Latifa Ibn Ziaten garde une certaine rancœur contre les autorités. Elle raconte l’humiliation, après la mort de son fils, quand elle s’est rendue dans un commissariat à Toulouse. "L’État était trop occupé par les élections. Je suis allé au commissariat, et je n’oublierai jamais ce commissaire qui après m’avoir soupçonné, m’a utilisé comme paillasson. Mais nous avons attendu. Je suis allé dans les cités pour trouver celui qui avait tué mon fils. Et j’ai vu des jeunes qui voyaient en Merah un martyr de l’islam. Je leur ai dit : "vous êtes l’origine de ma souffrance, mais je vous tendrai la main". Je me suis dit que mon travail était ici" témoigne-t-elle, au sujet de ce qui l’a poussé à créer l’association "Imad pour la jeunesse et la paix".
 

"Jusqu'au bout je défendrai cette jeunesse"

En parallèle de ses conférences dans les écoles, Latifa Ibn Ziaten appelle aujourd’hui l’Education nationale à se réveiller. "Il y a un travail énorme à faire. Si on peut suivre un jeune depuis la maternelle, on lui donnera sa chance de réussir. Il ne faut pas attendre le collège. On doit suivre le jeune dès le plus jeune âge. L’éducation est importante. C’est la base. Et ce sont aux parents d’être la première école pour leurs enfants. C’est un travail à deux" confie-t-elle.

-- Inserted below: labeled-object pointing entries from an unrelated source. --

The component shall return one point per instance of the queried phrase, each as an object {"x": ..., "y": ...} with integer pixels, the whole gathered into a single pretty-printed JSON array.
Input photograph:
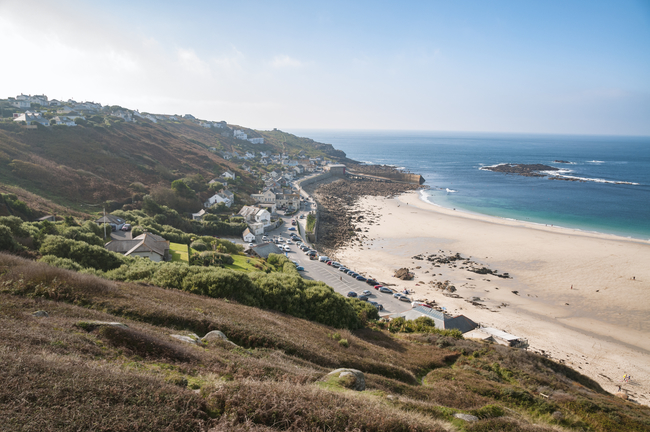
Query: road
[{"x": 339, "y": 281}]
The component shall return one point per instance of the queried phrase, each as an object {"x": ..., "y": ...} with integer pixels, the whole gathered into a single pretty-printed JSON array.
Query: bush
[{"x": 82, "y": 253}]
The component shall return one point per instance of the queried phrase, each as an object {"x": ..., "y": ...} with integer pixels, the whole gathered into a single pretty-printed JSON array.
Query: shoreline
[
  {"x": 572, "y": 292},
  {"x": 645, "y": 237}
]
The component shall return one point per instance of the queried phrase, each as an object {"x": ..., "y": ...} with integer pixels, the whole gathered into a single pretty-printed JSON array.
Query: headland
[{"x": 580, "y": 298}]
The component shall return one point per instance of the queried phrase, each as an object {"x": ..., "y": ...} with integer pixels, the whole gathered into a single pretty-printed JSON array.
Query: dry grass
[{"x": 266, "y": 383}]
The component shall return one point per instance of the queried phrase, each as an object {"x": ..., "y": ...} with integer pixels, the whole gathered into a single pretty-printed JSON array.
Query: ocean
[{"x": 612, "y": 195}]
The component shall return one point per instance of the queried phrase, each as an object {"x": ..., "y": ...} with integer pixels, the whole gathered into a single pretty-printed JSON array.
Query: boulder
[
  {"x": 466, "y": 417},
  {"x": 192, "y": 338},
  {"x": 216, "y": 335},
  {"x": 350, "y": 378}
]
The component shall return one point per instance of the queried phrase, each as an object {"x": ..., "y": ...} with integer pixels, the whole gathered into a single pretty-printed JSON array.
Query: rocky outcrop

Au cours de ces conférences, la mère d’Ihmad a pu vivre de très beaux moments, comme des moments très difficiles. "Quand vous sortez de certaines écoles, dans les cités, qu’il n’y a pas de mixité, on voit qu’il n’y a pas de chance de réussir. On peut le voir. On y voit des jeunes déchainés, ils n’écoutent pas. Ils sont indisciplinés, ils ne sont pas respectueux. Ils montrent leur souffrance. On dit qu’ils sont mal élevés, mais ils montrent qu’il n’est pas content, car on ne lui donne pas sa chance" explique Latifa Ibn Ziaten.

Elle conclut en affirmant avoir "toujours aimé la France. Si je n’aimais pas la France, je serai rentré dans mon pays d’origine. J’aime ce pays. Ce pays m’a construit. Je suis arrivé à 17 ans. La grande partie de ma vie est en France. Jusqu’au bout je défendrai ce pays, je défendrai cette jeunesse. La paix est importante, le vivre-ensemble c’est important. L’amour et la paix sont plus forts que la haine".